En partant, Hu Jintao l'a prié de «faire le ménage» dans la maison Chine, ravagée par la corruption: «Si nous échouons à traiter cette question correctement, elle pourra s'avérer fatale pour le Parti, et même provoquer son effondrement et la chute de l'État», a-t-il prévenu à l'ouverture du congrès.

Premier dirigeant né après l'avènement du régime communiste il y a 63 ans, la personnalité de Xi Jinping reste largement une énigme, tant elle se confond avec la carrière d'un homme d'appareil attendant, dans l'ombre de son prédécesseur, que la place se libère.

Fils d'un «héros révolutionnaire», Xi Jinping, d'aspect massif, le visage poupin et les cheveux de jais partagés par une raie impeccable, est l'un des «princes rouges» du régime, véritable aristocratie aux commandes d'une Chine en pleine mutation.

Son épouse, Peng Liyuan, une célèbre chanteuse élevée au grade de général dans l'armée, est d'ailleurs plus populaire que lui en Chine. Le couple a une fille qui étudie aux États-Unis, à Harvard, sous un nom d'emprunt.

Il a suivi une carrière classique de cadre communiste, dirigeant provincial d'abord, puis de Shanghai, avant d'intégrer le «Saint des Saints» du PCC en 2007 et de prendre la vice-présidence de la République en 2008.

La censure a immédiatement étouffé les révélations en juin par l'agence Bloomberg de la fortune de ses proches, évaluée à plus de deux milliards de dollars.

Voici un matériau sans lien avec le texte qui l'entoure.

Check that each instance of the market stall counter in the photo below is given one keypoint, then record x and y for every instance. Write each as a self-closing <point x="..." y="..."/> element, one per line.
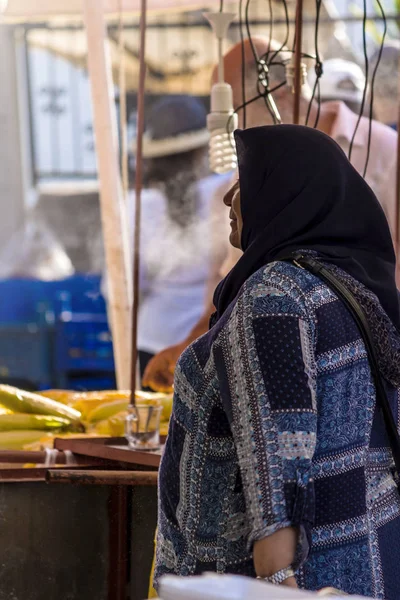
<point x="92" y="537"/>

À l'étranger, aucun virage spectaculaire n'est attendu sous sa houlette en matière diplomatique. Xi Jinping revendique la «fierté historique et nationale» de la Chine. Puissance montante dans le Pacifique, elle devrait continuer à tenir tête aux États-Unis et à presser l'Europe, son premier marché à l'exportation, de sortir de la crise de la dette.

En matière de droits de l'homme, Xi Jinping devra décider s'il fait libérer de prison le prix Nobel de la paix 2010, l'intellectuel dissident Liu Xiaobo.

Réinventer le modèle chinois

Désormais patron de «l'atelier du monde», Xi Jinping devra s'employer à réinventer le modèle chinois.

La Chine de demain, a décidé le congrès communiste, veut rivaliser avec les économies occidentales les plus développées.

Mais, guetté par un demi-milliard d'internautes, Xi Jinping est attendu par une classe moyenne qui comptera bientôt 700 millions d'individus, des consommateurs pour la plupart largement étrangers à l'idéal communiste, et un pays où l'indignation monte devant la richesse souvent extravagante de la nouvelle «aristocratie rouge».

Autant de marges de manoeuvre étroites qui augurent mal d'audaces pour la modernisation politique de la Chine.

M. Xi est généralement présenté comme un homme de compromis acceptable par les factions «réformistes» et «conservatrices». Il doit être secondé par M. Li Keqiang, qui succédera en mars à Wen Jiabao au poste de premier ministre.

M. Hu Jintao va rejoindre les coulisses du pouvoir, aux côtés des anciens dignitaires du régime, dont l'ex-président Jiang Zemin (1992-2002), le plus puissant d'entre eux.

Il a cédé à M. Xi la présidence de la puissante Comission militaire centrale (CMC), l'organe du PCC qui contrôle l'armée.